Jamie founded the suicide prevention nonprofit To Write Love on Her Arms, which also happens to be CJ Hobgood’s sponsor. How great is that? A nonprofit sponsoring a surfer? Maybe the greatest. He invited me to surf Sebastian Inlet with him, introducing me to a wave that used to be legendary as well as its crusty locals. I was accepted in their warm Southern embrace. I felt loved. The sand on the beach was the whitest I had ever seen and the ocean felt like a bathtub.

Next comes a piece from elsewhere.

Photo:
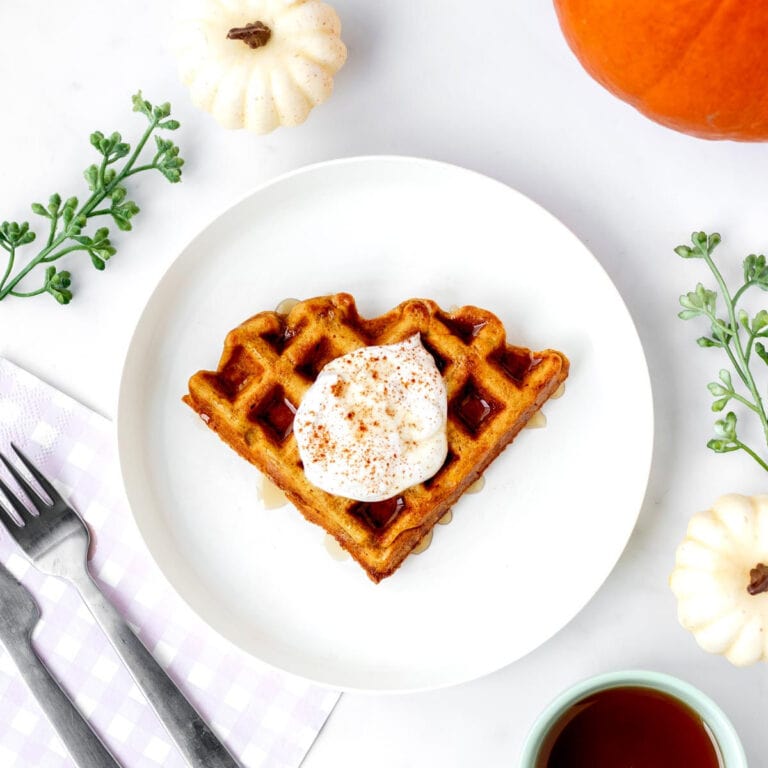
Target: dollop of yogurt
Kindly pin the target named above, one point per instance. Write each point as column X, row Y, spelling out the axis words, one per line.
column 374, row 422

The waves were not great, maybe two feet, but I realized that when the sand is the whitest and when the water is a bathtub, surfing feels like a dream. Even in two feet.

After sharing chicken-fried steak and a cold beer with Jamie, I drove to Miami. And thought about the people here. Sterling, Shea and Jamie represent the good. Open, honest, giving, kind, sincere. Model Southerners. Model human beings. They could each, also, be models. Handsome.

Florida is home to the best of the best. Home to people who, when the lunatics grow exhausting, are there to take you into their homes and families and hearts. The worst and the best. No lukewarm in Florida. No Ohio blandness. And, in really experiencing this lack of blandness, the stone of my prejudice became dust and blew away. Florida is no longer “The State I Hate.” It is now and forever, affectionately, “Fucked Up.”